Activity 的生命周期监听是借助于 Application.ActivityLifecycleCallbacks。

// class：ActivityDestroyWatcher
private val lifecycleCallbacks =
  object : Application.ActivityLifecycleCallbacks by noOpDelegate() {
    override fun onActivityDestroyed(activity: Activity) {
      if (configProvider().watchActivities) {
        objectWatcher.watch(
            activity, "${activity::class.java.name} received Activity#onDestroy() callback"
        )
      }
    }
}

companion object {
    fun install(
      application: Application,
      objectWatcher: ObjectWatcher,
      configProvider: () -> Config
    ) {
      val activityDestroyWatcher =
        ActivityDestroyWatcher(objectWatcher, configProvider)
      // 注册
   application.registerActivityLifecycleCallbacks(activityDestroyWatcher.lifecycleCallbacks)
    }
  }

而 Fragment 的生命周期监听是借助了 Activity 的 ActivityLifecycleCallbacks 生命周期回调，当 Activity 创建的时候去调用 FragmentManager.registerFragmentLifecycleCallbacks 方法注册 Fragment 的生命周期监听。

// class：AndroidOFragmentDestroyWatcher
override fun onFragmentViewDestroyed(
    fm: FragmentManager,
    fragment: Fragment
  ) {
    val view = fragment.view
    if (view != null && configProvider().watchFragmentViews) {
      objectWatcher.watch(
          view, "${fragment::class.java.name} received Fragment#onDestroyView() callback " +
          "(references to its views should be cleared to prevent leaks)"
      )
    }
  }

  override fun onFragmentDestroyed(
    fm: FragmentManager,
    fragment: Fragment
  ) {
    if (configProvider().watchFragments) {
      objectWatcher.watch(
          fragment, "${fragment::class.java.name} received Fragment#onDestroy() callback"
      )
    }
  }
}

override fun invoke(activity: Activity) {
  val fragmentManager = activity.fragmentManager
  // 注册
  fragmentManager.registerFragmentLifecycleCallbacks(fragmentLifecycleCallbacks, true)
}

最终，Activity 和 Fragment 都将自己的引用传入了 ObjectWatcher.watch() 进行监控。
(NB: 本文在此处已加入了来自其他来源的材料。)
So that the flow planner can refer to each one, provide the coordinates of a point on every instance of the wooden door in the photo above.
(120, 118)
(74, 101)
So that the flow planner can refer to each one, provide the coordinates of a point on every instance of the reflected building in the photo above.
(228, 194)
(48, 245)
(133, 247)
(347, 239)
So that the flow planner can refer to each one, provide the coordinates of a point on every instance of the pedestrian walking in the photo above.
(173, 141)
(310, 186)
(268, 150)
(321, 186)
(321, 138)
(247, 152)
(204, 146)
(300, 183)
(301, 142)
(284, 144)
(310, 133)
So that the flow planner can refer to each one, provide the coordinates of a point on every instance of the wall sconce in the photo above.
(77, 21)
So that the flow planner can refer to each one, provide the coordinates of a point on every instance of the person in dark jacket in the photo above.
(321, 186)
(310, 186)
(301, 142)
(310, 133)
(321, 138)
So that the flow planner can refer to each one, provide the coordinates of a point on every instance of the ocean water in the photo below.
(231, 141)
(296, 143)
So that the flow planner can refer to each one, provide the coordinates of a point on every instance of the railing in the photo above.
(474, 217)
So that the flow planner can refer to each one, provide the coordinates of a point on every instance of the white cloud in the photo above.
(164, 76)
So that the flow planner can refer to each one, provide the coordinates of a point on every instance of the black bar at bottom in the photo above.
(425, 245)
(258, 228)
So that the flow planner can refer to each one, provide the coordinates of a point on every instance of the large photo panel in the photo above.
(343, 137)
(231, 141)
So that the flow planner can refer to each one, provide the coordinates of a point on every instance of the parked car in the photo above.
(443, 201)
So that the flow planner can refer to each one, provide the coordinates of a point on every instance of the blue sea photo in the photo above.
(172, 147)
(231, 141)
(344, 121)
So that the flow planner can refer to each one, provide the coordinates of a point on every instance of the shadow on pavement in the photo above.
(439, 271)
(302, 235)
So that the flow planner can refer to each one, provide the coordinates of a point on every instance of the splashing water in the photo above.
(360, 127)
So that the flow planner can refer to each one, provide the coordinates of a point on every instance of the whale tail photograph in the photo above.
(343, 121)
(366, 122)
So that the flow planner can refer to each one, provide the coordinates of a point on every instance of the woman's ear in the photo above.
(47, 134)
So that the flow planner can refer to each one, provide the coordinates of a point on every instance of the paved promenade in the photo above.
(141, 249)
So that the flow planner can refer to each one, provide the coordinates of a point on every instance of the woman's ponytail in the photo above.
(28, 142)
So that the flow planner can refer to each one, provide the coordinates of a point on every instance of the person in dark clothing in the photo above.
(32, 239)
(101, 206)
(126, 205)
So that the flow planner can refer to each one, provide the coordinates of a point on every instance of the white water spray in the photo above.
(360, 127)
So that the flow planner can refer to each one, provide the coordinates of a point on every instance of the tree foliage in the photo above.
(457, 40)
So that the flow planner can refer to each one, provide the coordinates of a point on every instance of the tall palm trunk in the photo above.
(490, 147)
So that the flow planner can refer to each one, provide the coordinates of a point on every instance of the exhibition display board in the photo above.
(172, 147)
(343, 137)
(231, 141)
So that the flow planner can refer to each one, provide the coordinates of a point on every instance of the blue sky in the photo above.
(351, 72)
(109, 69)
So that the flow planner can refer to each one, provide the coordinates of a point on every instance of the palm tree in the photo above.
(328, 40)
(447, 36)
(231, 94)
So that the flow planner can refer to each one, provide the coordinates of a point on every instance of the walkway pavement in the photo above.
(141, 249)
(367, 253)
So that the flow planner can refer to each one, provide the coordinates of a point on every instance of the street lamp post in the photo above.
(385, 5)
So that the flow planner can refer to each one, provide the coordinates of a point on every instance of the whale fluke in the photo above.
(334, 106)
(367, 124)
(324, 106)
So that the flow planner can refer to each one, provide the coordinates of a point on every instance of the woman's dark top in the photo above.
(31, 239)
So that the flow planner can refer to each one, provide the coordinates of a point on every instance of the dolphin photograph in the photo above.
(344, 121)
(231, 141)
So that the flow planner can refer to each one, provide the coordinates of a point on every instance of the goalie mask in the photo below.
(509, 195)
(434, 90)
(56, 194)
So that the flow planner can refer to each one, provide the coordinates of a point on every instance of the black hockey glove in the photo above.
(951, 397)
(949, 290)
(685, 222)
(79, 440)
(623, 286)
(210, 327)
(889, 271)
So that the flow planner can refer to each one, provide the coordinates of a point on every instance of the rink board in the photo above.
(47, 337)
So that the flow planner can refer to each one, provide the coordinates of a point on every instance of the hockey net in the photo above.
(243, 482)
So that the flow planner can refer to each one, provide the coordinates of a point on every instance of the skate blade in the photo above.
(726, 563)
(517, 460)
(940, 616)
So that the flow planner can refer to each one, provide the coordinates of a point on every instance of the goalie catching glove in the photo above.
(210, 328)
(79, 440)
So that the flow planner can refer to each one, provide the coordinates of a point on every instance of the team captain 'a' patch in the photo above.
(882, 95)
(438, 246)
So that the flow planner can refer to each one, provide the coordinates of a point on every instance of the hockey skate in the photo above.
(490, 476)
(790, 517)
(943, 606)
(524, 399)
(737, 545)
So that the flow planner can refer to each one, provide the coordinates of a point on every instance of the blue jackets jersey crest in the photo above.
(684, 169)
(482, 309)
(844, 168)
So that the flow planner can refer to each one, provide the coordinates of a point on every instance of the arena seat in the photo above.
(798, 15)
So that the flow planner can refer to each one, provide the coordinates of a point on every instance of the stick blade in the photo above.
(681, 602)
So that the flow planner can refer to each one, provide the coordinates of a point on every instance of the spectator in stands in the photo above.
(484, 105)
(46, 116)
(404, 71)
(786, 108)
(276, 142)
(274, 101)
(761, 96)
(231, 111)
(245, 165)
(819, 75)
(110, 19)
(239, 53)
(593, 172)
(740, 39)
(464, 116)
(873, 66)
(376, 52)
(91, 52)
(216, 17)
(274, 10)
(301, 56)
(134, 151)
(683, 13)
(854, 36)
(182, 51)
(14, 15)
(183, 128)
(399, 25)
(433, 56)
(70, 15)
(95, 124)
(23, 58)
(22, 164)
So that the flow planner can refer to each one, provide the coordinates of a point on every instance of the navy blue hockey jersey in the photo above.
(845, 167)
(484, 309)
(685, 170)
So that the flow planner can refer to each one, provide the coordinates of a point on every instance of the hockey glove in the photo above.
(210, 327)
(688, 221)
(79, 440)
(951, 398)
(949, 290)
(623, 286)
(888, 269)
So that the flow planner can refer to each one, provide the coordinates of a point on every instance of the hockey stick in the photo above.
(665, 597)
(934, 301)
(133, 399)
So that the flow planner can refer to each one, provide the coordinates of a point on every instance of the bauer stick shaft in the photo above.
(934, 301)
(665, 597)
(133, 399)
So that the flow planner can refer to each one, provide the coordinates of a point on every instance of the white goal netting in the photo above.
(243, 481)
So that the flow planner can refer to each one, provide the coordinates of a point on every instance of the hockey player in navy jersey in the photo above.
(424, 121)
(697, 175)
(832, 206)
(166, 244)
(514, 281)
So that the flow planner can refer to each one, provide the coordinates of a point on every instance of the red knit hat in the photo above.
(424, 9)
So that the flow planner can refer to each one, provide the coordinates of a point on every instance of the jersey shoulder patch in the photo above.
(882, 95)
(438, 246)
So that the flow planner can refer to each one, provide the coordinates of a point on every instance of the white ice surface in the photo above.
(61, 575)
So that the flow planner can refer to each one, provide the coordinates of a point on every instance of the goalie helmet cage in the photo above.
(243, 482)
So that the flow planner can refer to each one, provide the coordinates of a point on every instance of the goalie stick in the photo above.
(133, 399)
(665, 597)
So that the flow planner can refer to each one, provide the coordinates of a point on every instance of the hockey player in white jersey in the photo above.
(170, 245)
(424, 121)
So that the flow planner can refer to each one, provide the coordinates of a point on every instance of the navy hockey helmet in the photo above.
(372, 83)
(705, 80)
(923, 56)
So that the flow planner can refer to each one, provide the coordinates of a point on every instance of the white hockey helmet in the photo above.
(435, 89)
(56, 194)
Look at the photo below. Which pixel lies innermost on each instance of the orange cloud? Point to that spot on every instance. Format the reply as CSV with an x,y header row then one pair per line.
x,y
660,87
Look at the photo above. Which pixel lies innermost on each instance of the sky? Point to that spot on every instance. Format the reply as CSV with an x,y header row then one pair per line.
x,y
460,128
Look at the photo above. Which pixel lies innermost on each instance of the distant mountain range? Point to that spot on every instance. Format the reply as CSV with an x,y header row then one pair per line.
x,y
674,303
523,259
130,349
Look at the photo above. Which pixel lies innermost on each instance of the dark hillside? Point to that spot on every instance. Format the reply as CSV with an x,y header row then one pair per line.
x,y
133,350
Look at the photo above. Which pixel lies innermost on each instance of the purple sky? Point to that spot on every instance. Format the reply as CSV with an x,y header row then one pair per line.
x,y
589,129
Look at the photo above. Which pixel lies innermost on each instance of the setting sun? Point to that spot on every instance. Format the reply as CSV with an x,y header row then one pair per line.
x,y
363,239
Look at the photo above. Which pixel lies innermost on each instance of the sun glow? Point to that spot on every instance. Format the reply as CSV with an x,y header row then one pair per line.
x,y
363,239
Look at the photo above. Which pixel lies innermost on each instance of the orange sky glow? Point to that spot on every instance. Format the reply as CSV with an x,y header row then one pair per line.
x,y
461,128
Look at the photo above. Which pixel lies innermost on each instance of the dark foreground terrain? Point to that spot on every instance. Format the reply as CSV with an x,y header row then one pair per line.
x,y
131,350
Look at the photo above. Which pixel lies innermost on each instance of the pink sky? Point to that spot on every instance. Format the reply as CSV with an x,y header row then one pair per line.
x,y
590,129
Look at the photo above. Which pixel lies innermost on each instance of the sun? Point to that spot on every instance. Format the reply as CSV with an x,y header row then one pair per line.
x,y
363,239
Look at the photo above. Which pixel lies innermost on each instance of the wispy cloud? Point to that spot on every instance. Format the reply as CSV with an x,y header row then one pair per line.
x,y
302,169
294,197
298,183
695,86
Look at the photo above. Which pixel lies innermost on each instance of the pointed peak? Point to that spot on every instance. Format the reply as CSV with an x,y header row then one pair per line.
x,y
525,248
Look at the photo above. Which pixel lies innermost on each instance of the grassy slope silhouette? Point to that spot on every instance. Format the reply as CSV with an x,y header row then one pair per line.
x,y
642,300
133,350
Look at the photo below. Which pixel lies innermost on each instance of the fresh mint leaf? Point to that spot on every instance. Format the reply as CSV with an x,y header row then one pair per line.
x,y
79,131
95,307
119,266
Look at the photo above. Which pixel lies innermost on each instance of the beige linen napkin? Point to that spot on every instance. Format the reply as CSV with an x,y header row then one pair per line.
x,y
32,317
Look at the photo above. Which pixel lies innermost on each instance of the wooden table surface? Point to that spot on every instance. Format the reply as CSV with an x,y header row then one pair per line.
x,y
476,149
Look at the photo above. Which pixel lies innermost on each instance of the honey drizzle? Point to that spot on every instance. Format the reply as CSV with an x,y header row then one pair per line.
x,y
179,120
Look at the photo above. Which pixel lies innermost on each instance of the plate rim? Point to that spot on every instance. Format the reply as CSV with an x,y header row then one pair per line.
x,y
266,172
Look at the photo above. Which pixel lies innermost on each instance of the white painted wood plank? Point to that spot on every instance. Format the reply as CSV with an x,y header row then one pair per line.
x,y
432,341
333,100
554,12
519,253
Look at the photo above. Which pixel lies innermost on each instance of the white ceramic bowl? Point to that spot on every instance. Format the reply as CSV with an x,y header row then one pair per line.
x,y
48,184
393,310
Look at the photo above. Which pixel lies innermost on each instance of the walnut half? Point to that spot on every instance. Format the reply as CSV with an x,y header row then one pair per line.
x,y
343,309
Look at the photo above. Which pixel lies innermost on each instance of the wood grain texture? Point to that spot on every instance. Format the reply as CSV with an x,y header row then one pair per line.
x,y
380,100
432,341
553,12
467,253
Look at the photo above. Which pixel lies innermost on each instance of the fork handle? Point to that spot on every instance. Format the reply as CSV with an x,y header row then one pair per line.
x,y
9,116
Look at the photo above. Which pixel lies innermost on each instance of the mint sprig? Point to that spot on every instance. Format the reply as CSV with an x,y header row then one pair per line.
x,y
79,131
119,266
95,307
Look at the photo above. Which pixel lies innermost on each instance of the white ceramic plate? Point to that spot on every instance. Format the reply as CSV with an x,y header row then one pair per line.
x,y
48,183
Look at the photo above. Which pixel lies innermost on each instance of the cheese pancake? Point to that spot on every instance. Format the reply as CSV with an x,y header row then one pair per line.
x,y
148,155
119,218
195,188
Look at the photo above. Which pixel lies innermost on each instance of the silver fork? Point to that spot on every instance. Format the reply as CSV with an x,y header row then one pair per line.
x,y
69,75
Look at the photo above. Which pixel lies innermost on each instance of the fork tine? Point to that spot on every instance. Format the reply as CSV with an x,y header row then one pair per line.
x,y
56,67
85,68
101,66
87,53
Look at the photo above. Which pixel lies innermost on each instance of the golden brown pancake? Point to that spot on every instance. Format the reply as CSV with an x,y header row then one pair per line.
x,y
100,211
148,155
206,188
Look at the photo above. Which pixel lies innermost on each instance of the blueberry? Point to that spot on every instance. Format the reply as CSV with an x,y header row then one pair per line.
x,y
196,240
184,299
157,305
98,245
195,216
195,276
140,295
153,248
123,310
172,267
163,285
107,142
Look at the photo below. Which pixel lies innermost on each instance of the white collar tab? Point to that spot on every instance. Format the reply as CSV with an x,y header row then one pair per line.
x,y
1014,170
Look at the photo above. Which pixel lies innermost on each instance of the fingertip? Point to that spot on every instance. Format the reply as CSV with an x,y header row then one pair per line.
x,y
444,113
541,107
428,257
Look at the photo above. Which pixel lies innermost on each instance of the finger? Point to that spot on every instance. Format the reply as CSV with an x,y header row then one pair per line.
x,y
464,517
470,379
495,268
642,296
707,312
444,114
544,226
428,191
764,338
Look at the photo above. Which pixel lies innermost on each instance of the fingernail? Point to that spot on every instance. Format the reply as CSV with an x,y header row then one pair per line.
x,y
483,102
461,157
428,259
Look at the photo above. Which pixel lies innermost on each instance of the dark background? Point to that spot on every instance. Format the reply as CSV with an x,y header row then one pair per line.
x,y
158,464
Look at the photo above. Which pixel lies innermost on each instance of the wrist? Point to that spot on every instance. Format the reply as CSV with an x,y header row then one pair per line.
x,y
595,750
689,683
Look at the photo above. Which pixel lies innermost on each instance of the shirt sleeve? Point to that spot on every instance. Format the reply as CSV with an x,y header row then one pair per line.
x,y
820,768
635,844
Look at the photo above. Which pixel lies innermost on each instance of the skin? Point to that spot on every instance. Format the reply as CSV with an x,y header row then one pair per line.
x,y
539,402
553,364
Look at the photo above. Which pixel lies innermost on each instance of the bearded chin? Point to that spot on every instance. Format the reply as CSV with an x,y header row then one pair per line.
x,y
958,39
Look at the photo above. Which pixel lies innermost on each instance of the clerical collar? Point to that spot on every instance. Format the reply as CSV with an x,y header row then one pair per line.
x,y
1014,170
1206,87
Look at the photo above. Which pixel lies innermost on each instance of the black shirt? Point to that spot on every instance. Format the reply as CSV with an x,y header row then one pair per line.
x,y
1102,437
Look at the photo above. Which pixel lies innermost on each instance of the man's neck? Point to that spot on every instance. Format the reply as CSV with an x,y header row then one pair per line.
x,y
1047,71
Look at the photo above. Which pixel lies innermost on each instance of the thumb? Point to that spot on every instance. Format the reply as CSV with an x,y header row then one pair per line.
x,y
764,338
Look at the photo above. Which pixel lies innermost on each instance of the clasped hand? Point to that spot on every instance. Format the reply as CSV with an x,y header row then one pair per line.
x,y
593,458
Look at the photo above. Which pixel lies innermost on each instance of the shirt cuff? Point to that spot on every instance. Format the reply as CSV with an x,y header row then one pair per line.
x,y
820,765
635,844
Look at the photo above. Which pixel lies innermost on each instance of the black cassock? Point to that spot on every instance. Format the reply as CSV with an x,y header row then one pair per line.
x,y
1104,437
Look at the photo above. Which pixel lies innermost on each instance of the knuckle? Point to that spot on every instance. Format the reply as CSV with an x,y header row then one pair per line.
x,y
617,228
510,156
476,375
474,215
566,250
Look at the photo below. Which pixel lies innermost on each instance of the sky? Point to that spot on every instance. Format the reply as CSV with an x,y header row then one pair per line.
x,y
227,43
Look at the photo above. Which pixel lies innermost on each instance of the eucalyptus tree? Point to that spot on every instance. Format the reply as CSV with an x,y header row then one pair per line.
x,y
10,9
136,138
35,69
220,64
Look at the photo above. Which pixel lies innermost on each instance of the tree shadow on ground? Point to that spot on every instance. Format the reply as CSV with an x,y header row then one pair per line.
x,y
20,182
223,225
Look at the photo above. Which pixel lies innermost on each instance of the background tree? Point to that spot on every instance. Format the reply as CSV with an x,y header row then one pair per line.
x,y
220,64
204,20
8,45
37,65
从这里开始进入到LeakCanary 的引用监测逻辑。

引用监控

引用和 GC

Java 中存在四种引用：

强引用：垃圾回收器绝不会回收它，当内存空间不足，Java虚拟机宁愿抛出OOM
软引用：只有在内存不足的时候JVM才会回收仅有软引用指向的对象所占的空间
弱引用：当JVM进行垃圾回收时，无论内存是否充足，都会回收仅被弱引用关联的对象。
虚引用：和没有任何引用一样，在任何时候都可能被垃圾回收。

一个对象在被gc的时候，如果发现还有软引用（或弱引用，或虚引用）指向它，就会在回收对象之前，把这个引用加入到与之关联的引用队列(ReferenceQueue)中去。如果一个软引用（或弱引用，或虚引用）对象本身在引用队列中，就说明该引用对象所指向的对象被回收了。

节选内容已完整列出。